I have been struggling with an extra and confusing time problem which I encountered for twice:
I have two model running simultaneously with a joint loss but it is quite slow(up to 0.4s~0.5s+) for each step. So I was trying to improve my efficiency through checking some time spot using
time.time(). And I found out The first small model is just fine(like 0.002s). However when I was checking the second model. At the beginning of my second model’s forwarding, Something weird just happen:
def forward(feature, coords, permutation): """ feature : [B, d, N, 1] coords: [B, N ,3] """ t1 = time.time() coords: [:, permutation] t2 = time.time() feature = feature[:, :, permutation] t3 = time.time() print(t2 - t1) # running for 0.24s print(t3 - t2) # 0.00... very short anyway
def forward(feature, coords, permutation): """ feature : [B, d, N, 1] coords: [B, N ,3] """ t1 = time.time() feature = feature[:, :, permutation] t2 = time.time() coords: [:, permutation] t3 = time.time() print(t2 - t1) # running for 0.24s print(t3 - t2) # 0.00... very small anyway
It seems that the what really counts is its sequence instead of what the code truly does.
I was debugging my code using
time.time() like before, and the time consumption was becoming even weirder. In my second model, I found a very time consuming line :
a[b] , especially when there is an action that put b.to(device), it is just a simple slice operation but it took 0.4s+, 95%+ of the whole model. So I change a way to get the slice, removing the
.to(device) part it decreased to several ms like it is solved. However, unfortunately, I found the total time still remain unchanged , what is more, I found another line of code became suddenly very time consuming with no reason just like a ghost with absolutely no changes done to it. So I did rewrite the sentence again. But it is vain, because the “time consuming” part just moved to next part like a virus.

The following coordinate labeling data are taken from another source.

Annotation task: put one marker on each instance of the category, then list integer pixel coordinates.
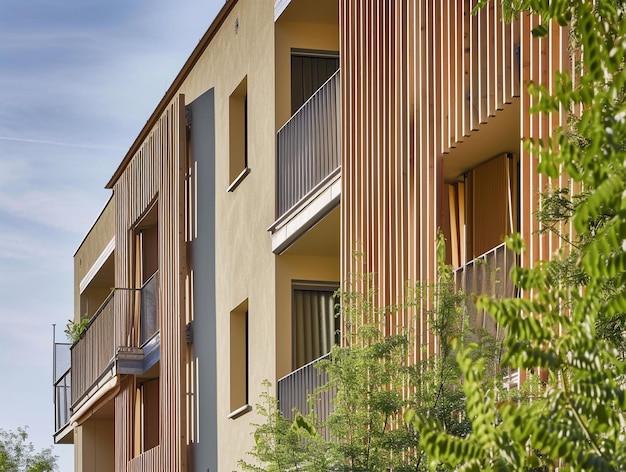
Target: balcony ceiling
(499, 135)
(321, 240)
(105, 278)
(307, 11)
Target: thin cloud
(102, 147)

However I found a common feature between them. Every “ghost time consuming” part will be related to (to(device) / device / … etc.) , and when you fix one of them, another one will just become the “ghost time consuming” part again.
Is there a preparation stage of GPU like it can’t be removed ? If yes, why dose every step needs this ? Literally every step in my iteration has a “ghost” time spot.